2種類の黒

コラム

前回のコラムの続きですが、今回は「黒」の印刷についてご紹介。黒も200色はありません(笑)ので、スミベタリッチブラックの2種類を紹介します。

皆さんも小学生の頃、図工の時間に絵の具をパレットに出して絵を描いた記憶を思い出していただきたいのですが、3色以上の絵の具を混ぜると、途端に濁ってダークグレーや黒くなったことがあると思います。色の三原色によって赤、黄、青を混ぜると黒になる、と習ったことも覚えているでしょうか。

これは印刷の工程でも同じで色の三原色に対応したCMYK(シアン+マゼンタ+イエロー+黒)によって表現します。この表現を減法混色と呼ぶこともあります。
ここでふと疑問に思ったことでしょう。3原色なのに4色じゃないか、黒って何なんだ、と。笑
理論的にはCMYの3色を100%ずづ混色すると黒になるのですが、現実では濁ったグレーとなってしまうため、Kを併せて使用し黒を表現します。つまりCMYKの4色で完璧に色を表現しているんですね。

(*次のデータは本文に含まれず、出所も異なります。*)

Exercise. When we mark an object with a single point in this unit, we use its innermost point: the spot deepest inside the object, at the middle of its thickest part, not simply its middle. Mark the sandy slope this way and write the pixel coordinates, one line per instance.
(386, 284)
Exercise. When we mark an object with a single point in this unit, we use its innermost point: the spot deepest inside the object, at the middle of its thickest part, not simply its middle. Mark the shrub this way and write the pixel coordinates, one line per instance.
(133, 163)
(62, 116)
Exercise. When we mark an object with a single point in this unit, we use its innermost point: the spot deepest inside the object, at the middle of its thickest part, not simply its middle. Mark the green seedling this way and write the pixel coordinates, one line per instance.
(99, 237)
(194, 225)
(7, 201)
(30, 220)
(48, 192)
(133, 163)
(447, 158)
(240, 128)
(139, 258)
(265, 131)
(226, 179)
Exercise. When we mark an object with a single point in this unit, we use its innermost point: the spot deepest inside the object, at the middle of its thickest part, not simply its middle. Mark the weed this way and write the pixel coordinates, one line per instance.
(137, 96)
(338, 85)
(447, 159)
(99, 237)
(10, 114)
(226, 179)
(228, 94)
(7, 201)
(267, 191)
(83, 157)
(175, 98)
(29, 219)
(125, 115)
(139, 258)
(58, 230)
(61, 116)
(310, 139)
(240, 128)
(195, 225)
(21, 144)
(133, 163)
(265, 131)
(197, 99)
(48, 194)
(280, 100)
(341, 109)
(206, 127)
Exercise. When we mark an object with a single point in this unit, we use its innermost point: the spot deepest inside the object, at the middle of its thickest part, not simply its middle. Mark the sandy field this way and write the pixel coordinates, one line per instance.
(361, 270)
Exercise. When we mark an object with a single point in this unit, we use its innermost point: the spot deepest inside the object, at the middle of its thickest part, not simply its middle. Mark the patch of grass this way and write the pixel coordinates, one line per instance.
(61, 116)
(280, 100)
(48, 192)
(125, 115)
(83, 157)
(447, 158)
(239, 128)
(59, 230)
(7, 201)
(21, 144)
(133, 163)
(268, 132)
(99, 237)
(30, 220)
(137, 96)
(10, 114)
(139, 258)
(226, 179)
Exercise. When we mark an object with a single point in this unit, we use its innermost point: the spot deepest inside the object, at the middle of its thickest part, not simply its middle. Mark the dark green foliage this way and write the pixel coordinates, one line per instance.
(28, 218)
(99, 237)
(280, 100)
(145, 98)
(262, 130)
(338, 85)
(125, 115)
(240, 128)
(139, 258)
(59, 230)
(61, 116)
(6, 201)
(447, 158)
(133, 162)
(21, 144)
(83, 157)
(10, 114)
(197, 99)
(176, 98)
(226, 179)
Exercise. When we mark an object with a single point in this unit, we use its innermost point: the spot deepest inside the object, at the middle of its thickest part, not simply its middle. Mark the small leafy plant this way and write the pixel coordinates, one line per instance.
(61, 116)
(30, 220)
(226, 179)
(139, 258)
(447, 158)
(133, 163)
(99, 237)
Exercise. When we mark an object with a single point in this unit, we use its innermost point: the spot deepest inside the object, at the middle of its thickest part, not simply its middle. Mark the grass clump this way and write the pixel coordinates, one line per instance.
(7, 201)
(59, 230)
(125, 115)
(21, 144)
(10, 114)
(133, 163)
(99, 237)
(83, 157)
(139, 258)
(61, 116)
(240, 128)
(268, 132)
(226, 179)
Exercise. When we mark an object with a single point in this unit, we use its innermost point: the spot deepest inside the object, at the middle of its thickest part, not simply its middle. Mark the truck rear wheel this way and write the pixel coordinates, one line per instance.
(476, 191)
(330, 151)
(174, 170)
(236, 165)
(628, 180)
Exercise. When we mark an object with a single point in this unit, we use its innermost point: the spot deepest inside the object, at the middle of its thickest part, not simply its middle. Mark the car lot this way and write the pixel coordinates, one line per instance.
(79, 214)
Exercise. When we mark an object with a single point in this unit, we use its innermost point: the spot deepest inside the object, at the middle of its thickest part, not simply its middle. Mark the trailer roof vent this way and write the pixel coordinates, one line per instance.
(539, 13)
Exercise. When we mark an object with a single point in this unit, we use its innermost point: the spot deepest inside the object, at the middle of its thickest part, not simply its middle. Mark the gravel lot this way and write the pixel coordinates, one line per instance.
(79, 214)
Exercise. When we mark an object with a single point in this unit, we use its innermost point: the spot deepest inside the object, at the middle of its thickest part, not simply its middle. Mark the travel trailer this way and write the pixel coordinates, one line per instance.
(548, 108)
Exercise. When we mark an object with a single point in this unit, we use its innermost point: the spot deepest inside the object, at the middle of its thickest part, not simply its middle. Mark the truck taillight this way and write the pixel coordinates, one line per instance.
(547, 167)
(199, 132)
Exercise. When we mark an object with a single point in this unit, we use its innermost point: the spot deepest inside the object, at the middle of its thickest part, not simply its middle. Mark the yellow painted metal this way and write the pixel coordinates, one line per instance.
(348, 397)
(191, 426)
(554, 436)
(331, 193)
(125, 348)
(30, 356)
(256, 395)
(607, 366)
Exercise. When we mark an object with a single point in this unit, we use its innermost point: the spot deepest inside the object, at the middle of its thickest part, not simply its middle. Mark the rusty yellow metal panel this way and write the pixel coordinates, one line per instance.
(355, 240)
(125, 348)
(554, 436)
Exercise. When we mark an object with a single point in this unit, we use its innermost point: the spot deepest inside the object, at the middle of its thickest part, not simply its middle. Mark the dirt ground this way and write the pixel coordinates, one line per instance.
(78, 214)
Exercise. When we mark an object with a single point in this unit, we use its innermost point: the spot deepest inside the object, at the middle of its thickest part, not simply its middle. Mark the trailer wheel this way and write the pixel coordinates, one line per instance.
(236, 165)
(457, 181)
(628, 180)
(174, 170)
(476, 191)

少し話は変わりますが、コピー機でモノクロ(白黒)印刷というボタンがあるかと思います。これは黒のインクのみを使い、グレーの濃淡で表現する印刷方法です。
モノクロ印刷で特に黒を表現する際はK=100%(スミベタ)と言います。文字や細かい表現をするのに適している反面、広範囲に印刷するとピンホールのような穴抜けが発生することがあります。
カラー印刷で黒を表現する方法としてはリッチブラックがあります。C=M=Y=40%、K=100%の比率が一般的ですが、黒の他に3色を掛け合わせるため、鮮やかな黒を表現することができます。デメリットとして、細い線の境界線などで見当ズレ(境界のブレ)が起こる可能性があります。
どちらの方法もメリット・デメリットがあるため使い分けが重要になります。私も印刷データの作成時に注意しているポイントの一つです。ということで今回は2種類の「黒」を紹介してみました。